Des conditions rudes
Si la planète Mars fait rêver, les agences spatiales du monde entier ont des préoccupations bien plus terriennes à l’esprit. Comment nourrir les astronautes en mission ? La réponse est claire : une cargaison d’aliments ne suffira pas. Pour un voyage si long, les voyageurs de l’espace devront produire leur propre pitance.

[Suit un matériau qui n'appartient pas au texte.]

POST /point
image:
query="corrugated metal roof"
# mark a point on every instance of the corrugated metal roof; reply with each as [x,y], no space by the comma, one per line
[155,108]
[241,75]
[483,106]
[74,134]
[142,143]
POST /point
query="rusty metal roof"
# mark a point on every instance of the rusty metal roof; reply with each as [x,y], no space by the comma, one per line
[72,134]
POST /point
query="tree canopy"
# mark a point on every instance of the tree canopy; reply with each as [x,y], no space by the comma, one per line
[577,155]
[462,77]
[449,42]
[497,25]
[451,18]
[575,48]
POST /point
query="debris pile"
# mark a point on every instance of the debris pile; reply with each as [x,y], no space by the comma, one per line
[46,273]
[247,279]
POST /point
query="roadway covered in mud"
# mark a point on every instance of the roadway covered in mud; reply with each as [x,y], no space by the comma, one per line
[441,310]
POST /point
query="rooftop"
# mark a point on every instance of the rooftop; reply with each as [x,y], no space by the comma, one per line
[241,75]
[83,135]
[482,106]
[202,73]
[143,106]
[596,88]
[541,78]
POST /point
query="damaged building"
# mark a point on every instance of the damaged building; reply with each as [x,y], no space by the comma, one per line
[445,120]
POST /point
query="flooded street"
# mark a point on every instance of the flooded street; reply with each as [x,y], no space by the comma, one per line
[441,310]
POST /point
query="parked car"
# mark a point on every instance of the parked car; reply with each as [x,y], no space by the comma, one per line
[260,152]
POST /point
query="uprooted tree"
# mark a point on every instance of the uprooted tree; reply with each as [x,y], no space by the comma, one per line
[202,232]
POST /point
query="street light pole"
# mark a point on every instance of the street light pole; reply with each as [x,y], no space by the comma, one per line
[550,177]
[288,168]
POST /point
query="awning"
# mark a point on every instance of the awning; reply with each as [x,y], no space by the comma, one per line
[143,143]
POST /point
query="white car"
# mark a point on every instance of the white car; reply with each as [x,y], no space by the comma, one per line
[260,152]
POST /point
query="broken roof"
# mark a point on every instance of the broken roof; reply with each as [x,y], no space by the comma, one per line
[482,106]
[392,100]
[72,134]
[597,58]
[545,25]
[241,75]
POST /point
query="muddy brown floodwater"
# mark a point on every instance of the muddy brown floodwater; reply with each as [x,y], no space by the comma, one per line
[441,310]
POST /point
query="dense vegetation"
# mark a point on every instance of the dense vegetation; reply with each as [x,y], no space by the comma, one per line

L’ampleur du problème réside dans la nature de la planète rouge. La température moyenne en surface est de – 63 °C. Le sol est également soumis aux vents solaires et aux radiations spatiales. On estime que l’irradiation y est 2,5 fois plus forte qu’à bord de la Station Spatiale Internationale (ISS). La pomme de terre semble capable d’y résister, tout comme la tomate.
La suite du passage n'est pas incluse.